Mais uma vez prefeito de Itaperuna/ RJ renova parcerias com outro município e pode incorrer em improbidade

Parece mesmo é recorrente o hábito do prefeito de Itaperuna, Nel Bittencourt, digo Medeiros, desvalorizar o que é de Itaperuna. O município de São João da Barra que conta com pouco mais de 36 mil habitantes, ou seja menos da metade de Itaperuna, parece reinar absoluto na gestão Nel e Neto. Nosso secretário de saúde, muito atencioso por sinal, dr. Savio Saboia é bonjesusense, mas já atual como secretário de saúde em São João da Barra; o secretário municipal de receita, dr. Helder Rosa Freitas (advogado) foi procurador geral do mesmo município de São João da Barra e posteriormente realocado como subsecretário de fazenda da mesma cidade em junho/2024, ou seja 10% do secretariado do governo Nel e Neto já passou por São João da Barra.

Reveja pelo link abaixo matéria que publicamos em 23/12/24 quando do anúncio dos secretários de fora do município de Itaperuna e a desvalorização dos itaperunenses, inclusive os q ué apoiaram o prefeito Nel e teriam competência para estar ocupando cargos de 1º escalão:

https://jornalaverdade.art.blog/2024/12/23/novo-governo-de-itaperuna-comeca-com-descontentamento-popular-e-questionamentos-sobre-escolhas-do-prefeito-nel/

E agora chegou a vez do lixo que banca o luxo

Em uma manobra atrapalhada que pode segundo alguns juristas render um sério questionamento na justiça, o prefeito Nel “ deu” para São João da Barra a coleta de lixo de Itaperuna/ RJ sem licitação. A empresa que coletará o lixo em Itaperuna é a União Norte Engenharia Ltda que tem sede no município de São João da Barra. Veja pelo link abaixo o rol das empresas que almejavam assumir a coleta de lixo em Itaperuna entre elas temos uma empresa itaperunense a “ Vieira Stones” :

O valor global do contrato será de quase 6 milhões de reais.

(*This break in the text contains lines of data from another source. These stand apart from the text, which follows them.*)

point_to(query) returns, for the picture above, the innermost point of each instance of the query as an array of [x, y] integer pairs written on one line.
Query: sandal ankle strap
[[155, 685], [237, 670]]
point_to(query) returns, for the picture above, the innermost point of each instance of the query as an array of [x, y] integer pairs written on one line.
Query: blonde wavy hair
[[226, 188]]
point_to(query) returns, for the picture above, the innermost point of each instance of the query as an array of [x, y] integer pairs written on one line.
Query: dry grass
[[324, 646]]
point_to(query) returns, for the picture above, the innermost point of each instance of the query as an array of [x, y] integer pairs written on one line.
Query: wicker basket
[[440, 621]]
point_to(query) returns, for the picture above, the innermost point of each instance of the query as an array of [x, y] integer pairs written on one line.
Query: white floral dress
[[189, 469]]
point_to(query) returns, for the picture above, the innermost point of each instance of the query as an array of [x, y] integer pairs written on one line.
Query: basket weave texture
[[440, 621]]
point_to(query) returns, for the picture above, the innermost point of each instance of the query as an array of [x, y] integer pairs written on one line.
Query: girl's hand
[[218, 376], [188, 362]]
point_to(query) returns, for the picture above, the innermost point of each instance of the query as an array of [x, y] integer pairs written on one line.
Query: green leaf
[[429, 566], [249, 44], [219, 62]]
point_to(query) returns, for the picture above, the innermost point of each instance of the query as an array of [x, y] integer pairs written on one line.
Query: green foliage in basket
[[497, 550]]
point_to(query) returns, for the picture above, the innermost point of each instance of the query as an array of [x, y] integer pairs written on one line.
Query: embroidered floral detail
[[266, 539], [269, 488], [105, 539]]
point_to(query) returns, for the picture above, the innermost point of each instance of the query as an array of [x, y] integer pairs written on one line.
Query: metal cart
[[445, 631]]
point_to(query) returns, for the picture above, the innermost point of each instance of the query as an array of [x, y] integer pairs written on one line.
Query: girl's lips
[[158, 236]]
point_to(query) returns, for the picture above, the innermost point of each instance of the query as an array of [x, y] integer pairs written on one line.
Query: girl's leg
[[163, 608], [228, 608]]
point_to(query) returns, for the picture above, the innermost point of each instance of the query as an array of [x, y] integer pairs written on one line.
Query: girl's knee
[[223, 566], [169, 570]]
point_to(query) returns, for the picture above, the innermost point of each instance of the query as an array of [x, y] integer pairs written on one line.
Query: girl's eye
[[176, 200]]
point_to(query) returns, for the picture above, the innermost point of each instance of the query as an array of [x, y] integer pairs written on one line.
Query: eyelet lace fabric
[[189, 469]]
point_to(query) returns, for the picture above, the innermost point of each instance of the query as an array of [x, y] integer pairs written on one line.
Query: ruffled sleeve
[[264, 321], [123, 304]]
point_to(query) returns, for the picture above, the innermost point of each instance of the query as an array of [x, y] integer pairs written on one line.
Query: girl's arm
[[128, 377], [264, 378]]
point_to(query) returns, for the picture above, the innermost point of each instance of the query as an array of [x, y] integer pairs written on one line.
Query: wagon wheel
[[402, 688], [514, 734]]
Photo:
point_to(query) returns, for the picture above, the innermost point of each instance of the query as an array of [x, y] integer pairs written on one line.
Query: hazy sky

A empresa oriunda do município de São João da Barra já celebrou contratos com o governo do Estado na gestões Cabral e Pezão e inclusive chegou a fazer um acordo de leniência( espécie de delação premiada de uma empresa) na qual alagou ter pago propina a agentes políticos Governo do Estado à época , bem como a então membros TCE ( Tribunal de Contas do Estado). Reveja a matéria do “G1” pelo link abaixo:

http://Acordo de leniência faz parte da operação C’est Fini, que investiga fraudes no DER. Segundo documento, esquema de pagamentos de propina no governo do RJ continu… Fonte: G1 https://search.app/TaKL2TzYioTkpTSy8 Compartilhada por meio de App do Google

Já noticiamos também aqui que o prefeito Nel não teria os requisitos do rol taxativo de situações que o autorizassem a realizar contratação da empresa de coleta de lixo sem obedecer o devido processo legal licitatório. Reveja a informação pelo link:

https://jornalaverdade.art.blog/2025/05/16/prefeito-nel-em-itaperuna-rj-estaria-tentando-burlar-a-lei-de-licitacoes%e2%9d%93/

Conversamos com entendedores do processo licitatório que ratificam que o prefeito Nel não poderia lançar mão do da dispensa de licitação no caso em tela, bem como apontam que o prazo dado para cotação seria de no mínimo 7 ( sete) dias, contudo tal comunicação deu prazo não superior a 2 ( dois) dias para a empresas apresentaram suas propostas. Outro ponto alarmante é que supostamente o município pagaria a empresa União Norte de São João da Barra um valor cerca de R$ 950 mil reais acima do que estaria pagando a atual empresa no período de seis meses, ou seja, a empresa que tem contrato vigente até janeiro de 2026 poderia ter tido por parte do município uma recomposição e reequilíbrio financeiro, todavia o prefeito prefere pagar mais caro sem licitação!

O outro fator que parece ilegal é a ratificação da contratação por dispensa feita pela secretária de obras engenheira Monica, uma vez que a Secretaria de Obras não possui gestão plena, a retificação deveria obrigatoriamente ser feita pelo prefeito Nel que ao que tudo indica estaria fora do município no momento de tal ato. Também se questiona a inabilitação e desclassificação, que supostamente não existiria. Estamos diante de uma situação que pode trazer frutos perigosos a gestão Nel e Neto.